Everyone wants to negotiate and get a good price for their house. But, when the deal is closed and the sellers have moved on, they really want to be DONE with the house.
So, what’s the point in concealing a defect?
It just may come back to haunt them, even after the deal has closed.
The sale of houses without new home warranties is subject to the doctrine of caveat emptor, “let the buyer beware”. It’s essentially the buyer’s responsibility to protect himself. This he does by:
- Specific warranties and representations in the contract, and
- Investigation, tests, examinations by qualified experts.
If he fails to do either, he is left without remedy.

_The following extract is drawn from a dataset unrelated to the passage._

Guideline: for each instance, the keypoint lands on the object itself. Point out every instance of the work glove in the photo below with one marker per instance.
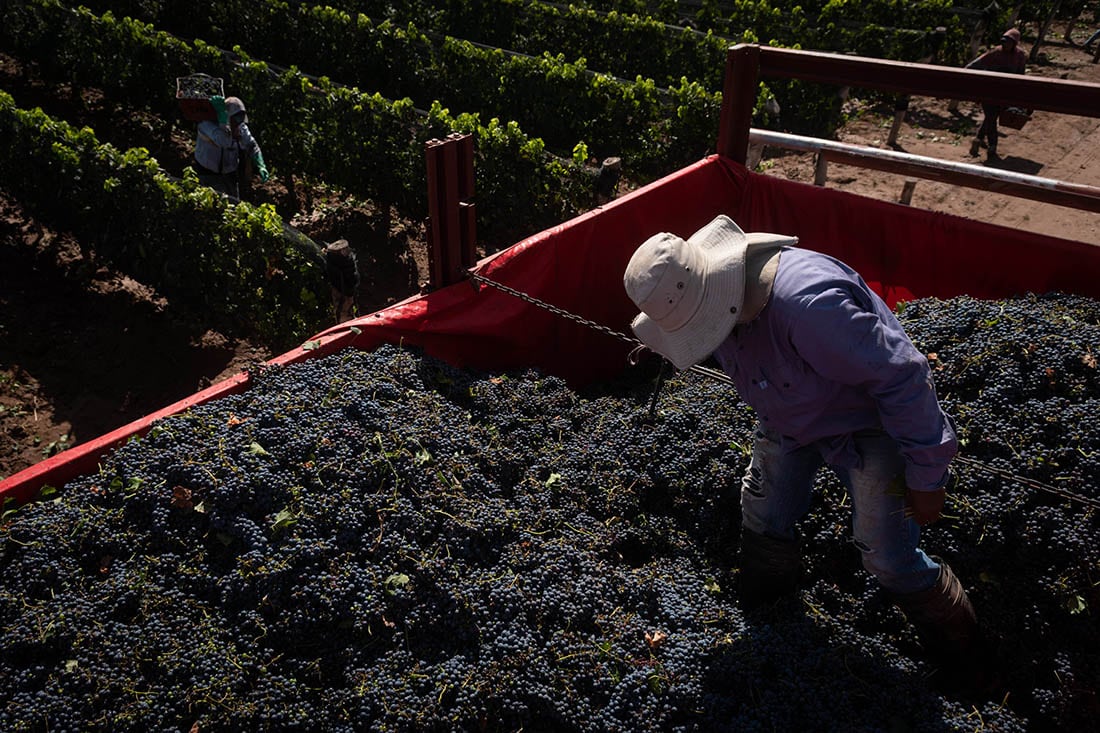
(257, 160)
(925, 506)
(219, 108)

If there is a significant defect found after the closing, the buyer is going to be upset. If there is enough money at stake, then there is likely to be a lawsuit.
What does the vendor actually have to disclose?
The law imposes liability upon a vendor (with knowledge) for failure to disclose material latent defects which are known to the vendor and:
- Render the premises structurally unsound, or
- Render the premises unfit for human habitation.
While it may be tough to prove, certainly, if the claim is sufficiently high then there is likely to be a lawsuit.
What’s the absolutely, very best defence against this lawsuit?
DISCLOSURE: the buyer knew about the defect and accepted the risk. The property including the defect was factored into the price!
If the vendor can prove that the buyer KNEW, then the vendor will be successful in the defence.